Scaling Law of Large Sequential Recommendation Models

Scaling of neural networks has recently shown great potential to improve the model capacity in various fields. Specifically, model performance has a power-law relationship with model size or data size, which provides important guidance for the development of large-scale models. However, there is still limited understanding on the scaling effect of user behavior models in recommender systems, where the unique data characteristics (e.g. data scarcity and sparsity) pose new challenges to explore the scaling effect in recommendation tasks. In this work, we focus on investigating the scaling laws in large sequential recommendation models. Specially, we consider a pure ID-based task formulation, where the interaction history of a user is formatted as a chronological sequence of item IDs. We don't incorporate any side information (e.g. item text), because we would like to explore how scaling law holds from the perspective of user behavior. With specially improved strategies, we scale up the model size to 0.8B parameters, making it feasible to explore the scaling effect in a diverse range of model sizes. As the major findings, we empirically show that scaling law still holds for these trained models, even in data-constrained scenarios. We then fit the curve for scaling law, and successfully predict the test loss of the two largest tested model scales. Furthermore, we examine the performance advantage of scaling effect on five challenging recommendation tasks, considering the unique issues (e.g. cold start, robustness, long-term preference) in recommender systems. We find that scaling up the model size can greatly boost the performance on these challenging tasks, which again verifies the benefits of large recommendation models.
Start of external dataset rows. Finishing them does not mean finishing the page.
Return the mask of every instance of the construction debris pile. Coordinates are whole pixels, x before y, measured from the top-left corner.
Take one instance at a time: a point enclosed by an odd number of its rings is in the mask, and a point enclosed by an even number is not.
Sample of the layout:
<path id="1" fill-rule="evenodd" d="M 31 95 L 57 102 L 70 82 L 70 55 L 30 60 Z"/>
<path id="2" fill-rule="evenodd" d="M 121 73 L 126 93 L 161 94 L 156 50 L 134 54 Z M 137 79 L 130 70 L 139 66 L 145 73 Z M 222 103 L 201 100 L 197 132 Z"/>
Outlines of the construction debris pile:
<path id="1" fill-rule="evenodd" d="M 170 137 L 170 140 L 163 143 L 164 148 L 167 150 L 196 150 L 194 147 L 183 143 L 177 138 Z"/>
翻译：神经网络的缩放效应近期在多个领域展现出提升模型容量的巨大潜力。具体而言，模型性能与模型规模或数据规模呈幂律关系，这为大规模模型的发展提供了重要指导。然而，在推荐系统中，用户行为模型的缩放效应仍缺乏深入理解，其独特的数据特征（如数据稀缺性和稀疏性）为探索推荐任务中的缩放效应带来了新挑战。本研究聚焦于探究大型序列推荐模型中的缩放定律。特别地，我们采用纯ID驱动的任务形式，将用户交互历史建模为按时间顺序排列的商品ID序列。为从用户行为视角探究缩放定律的成立机制，我们未引入任何辅助信息（如商品文本）。通过专门设计的改进策略，我们将模型参数量扩展至8亿，使其能在多样化的模型规模范围内探索缩放效应。核心发现表明：即使在数据受限场景下，缩放定律对这些训练模型依然成立。我们进一步拟合缩放定律曲线，并成功预测了两种最大测试模型规模的测试损失。此外，针对推荐系统中的独特挑战（如冷启动、鲁棒性、长期偏好），我们在五项具有挑战性的推荐任务中检验了缩放效应的性能优势。研究表明，扩展模型规模可显著提升这些困难任务的性能，再次验证了大型推荐模型的优越性。